Ed:  We experienced the same problem.  Our Business Office is also bundling any 
diags, procedures, cpt codes etc... within that given date range of charges 
being moved for each acct.  This was the only way we could make sure that the 
claim was as accurate as possible.  Good luck:)

Terri Bryant
I/S Financial Coordinator
Merle West Medical Center
Klamath Falls, OR 97601
541-883-4158 direct line
541-880-1303 beeper
541-885-4679 fax
[EMAIL PROTECTED]


-----Original Message-----
From: [email protected] [mailto:[EMAIL PROTECTED] Behalf Of
Andrews, Edward
Sent: Thursday, January 11, 2007 8:07 AM
To: [email protected]
Cc: Garcia, Joel
Subject: [MEDITECH-L] B/AR - Reverse and Re-batch



Hi All,

We are client server 5.4 SR3 and have an issue related to the use of the B/AR 
reverse and re-batch function. 

In summary the problem relates to accounts that meet the 24 or 72 hour rule.  
When patients are registered twice on the same day or fall within the 72 hour 
Medicare rule, we have two separate accounts.  We use reverse and re-batch to 
move the charges to one account.

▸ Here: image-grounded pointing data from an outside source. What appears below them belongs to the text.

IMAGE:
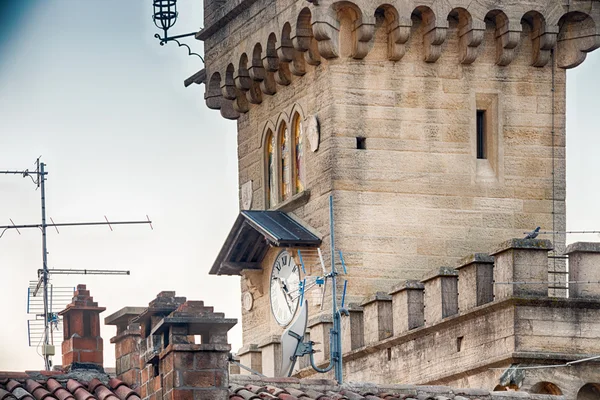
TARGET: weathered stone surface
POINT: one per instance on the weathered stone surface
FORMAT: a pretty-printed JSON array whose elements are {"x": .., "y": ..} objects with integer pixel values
[{"x": 408, "y": 78}]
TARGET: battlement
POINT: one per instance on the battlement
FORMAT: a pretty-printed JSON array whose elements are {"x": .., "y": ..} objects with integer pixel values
[
  {"x": 253, "y": 48},
  {"x": 483, "y": 316}
]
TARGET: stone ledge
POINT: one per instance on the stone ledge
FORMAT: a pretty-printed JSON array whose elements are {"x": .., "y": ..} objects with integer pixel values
[
  {"x": 379, "y": 296},
  {"x": 407, "y": 285},
  {"x": 297, "y": 200},
  {"x": 124, "y": 334},
  {"x": 249, "y": 348},
  {"x": 441, "y": 271},
  {"x": 583, "y": 247},
  {"x": 319, "y": 319},
  {"x": 524, "y": 244},
  {"x": 269, "y": 340},
  {"x": 479, "y": 258},
  {"x": 209, "y": 347},
  {"x": 123, "y": 315}
]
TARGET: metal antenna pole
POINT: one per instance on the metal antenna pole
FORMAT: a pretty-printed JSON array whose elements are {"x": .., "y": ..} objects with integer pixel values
[
  {"x": 336, "y": 332},
  {"x": 42, "y": 186},
  {"x": 44, "y": 274}
]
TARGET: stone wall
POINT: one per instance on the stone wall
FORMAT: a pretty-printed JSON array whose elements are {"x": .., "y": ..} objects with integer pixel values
[
  {"x": 478, "y": 345},
  {"x": 408, "y": 79}
]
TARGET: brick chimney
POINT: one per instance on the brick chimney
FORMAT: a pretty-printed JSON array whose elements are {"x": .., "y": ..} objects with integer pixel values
[
  {"x": 82, "y": 346},
  {"x": 127, "y": 344},
  {"x": 175, "y": 366}
]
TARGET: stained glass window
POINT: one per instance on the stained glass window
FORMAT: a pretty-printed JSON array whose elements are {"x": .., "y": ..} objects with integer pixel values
[
  {"x": 271, "y": 171},
  {"x": 299, "y": 152},
  {"x": 286, "y": 188}
]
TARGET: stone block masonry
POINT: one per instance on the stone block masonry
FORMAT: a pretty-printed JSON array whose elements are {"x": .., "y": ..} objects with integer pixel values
[{"x": 473, "y": 346}]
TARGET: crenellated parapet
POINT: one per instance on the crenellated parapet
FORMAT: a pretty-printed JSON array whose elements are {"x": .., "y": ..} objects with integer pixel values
[
  {"x": 255, "y": 47},
  {"x": 501, "y": 315}
]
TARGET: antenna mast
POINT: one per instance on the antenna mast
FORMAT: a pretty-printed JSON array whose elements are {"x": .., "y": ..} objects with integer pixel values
[
  {"x": 42, "y": 186},
  {"x": 296, "y": 347},
  {"x": 40, "y": 181}
]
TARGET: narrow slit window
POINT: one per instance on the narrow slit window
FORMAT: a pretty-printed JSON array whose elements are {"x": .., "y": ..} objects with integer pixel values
[
  {"x": 361, "y": 143},
  {"x": 286, "y": 184},
  {"x": 271, "y": 171},
  {"x": 481, "y": 135}
]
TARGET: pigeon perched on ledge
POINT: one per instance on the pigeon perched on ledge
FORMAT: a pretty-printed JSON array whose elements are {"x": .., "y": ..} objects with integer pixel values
[{"x": 533, "y": 234}]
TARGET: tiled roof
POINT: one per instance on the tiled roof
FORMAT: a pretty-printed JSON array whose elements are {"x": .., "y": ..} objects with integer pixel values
[
  {"x": 23, "y": 386},
  {"x": 249, "y": 387}
]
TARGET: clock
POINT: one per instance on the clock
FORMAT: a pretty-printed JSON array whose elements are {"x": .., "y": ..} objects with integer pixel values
[{"x": 285, "y": 280}]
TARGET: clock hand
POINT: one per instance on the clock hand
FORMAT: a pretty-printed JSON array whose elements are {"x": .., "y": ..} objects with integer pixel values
[{"x": 285, "y": 293}]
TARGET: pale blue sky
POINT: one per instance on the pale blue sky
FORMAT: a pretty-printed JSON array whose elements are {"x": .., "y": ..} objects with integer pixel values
[{"x": 85, "y": 84}]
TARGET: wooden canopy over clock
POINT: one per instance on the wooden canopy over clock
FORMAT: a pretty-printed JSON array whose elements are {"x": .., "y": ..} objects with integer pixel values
[{"x": 254, "y": 232}]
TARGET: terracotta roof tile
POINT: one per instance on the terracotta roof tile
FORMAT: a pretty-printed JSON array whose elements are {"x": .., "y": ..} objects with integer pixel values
[
  {"x": 4, "y": 394},
  {"x": 35, "y": 385}
]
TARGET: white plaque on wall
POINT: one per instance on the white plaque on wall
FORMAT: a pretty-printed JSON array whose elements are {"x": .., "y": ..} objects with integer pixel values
[
  {"x": 247, "y": 195},
  {"x": 312, "y": 132}
]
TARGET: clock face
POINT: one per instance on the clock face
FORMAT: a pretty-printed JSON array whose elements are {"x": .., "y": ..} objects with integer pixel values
[{"x": 285, "y": 278}]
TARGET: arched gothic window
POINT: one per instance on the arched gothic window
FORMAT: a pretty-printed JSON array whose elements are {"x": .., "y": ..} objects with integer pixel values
[
  {"x": 285, "y": 178},
  {"x": 284, "y": 162},
  {"x": 271, "y": 170},
  {"x": 298, "y": 154}
]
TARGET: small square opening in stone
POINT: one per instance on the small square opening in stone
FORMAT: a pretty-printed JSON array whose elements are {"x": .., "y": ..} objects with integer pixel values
[
  {"x": 361, "y": 143},
  {"x": 459, "y": 343}
]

Often these accounts have been coded and by 
using that function any diagnosis or procedure codes are not moved from the old 
to the new account. This can result in claims being released without all of the 
needed diagnosis and procedure codes.  

Note: For a number of reasons, we have all of our ABS Patient Class dictionary 
entries "Unfinalize for Late Chgs" set to "N".  

We are wondering how other sites work around this issue. Is there a process 
someone has developed to deal with these? Any reports that can be suggested?  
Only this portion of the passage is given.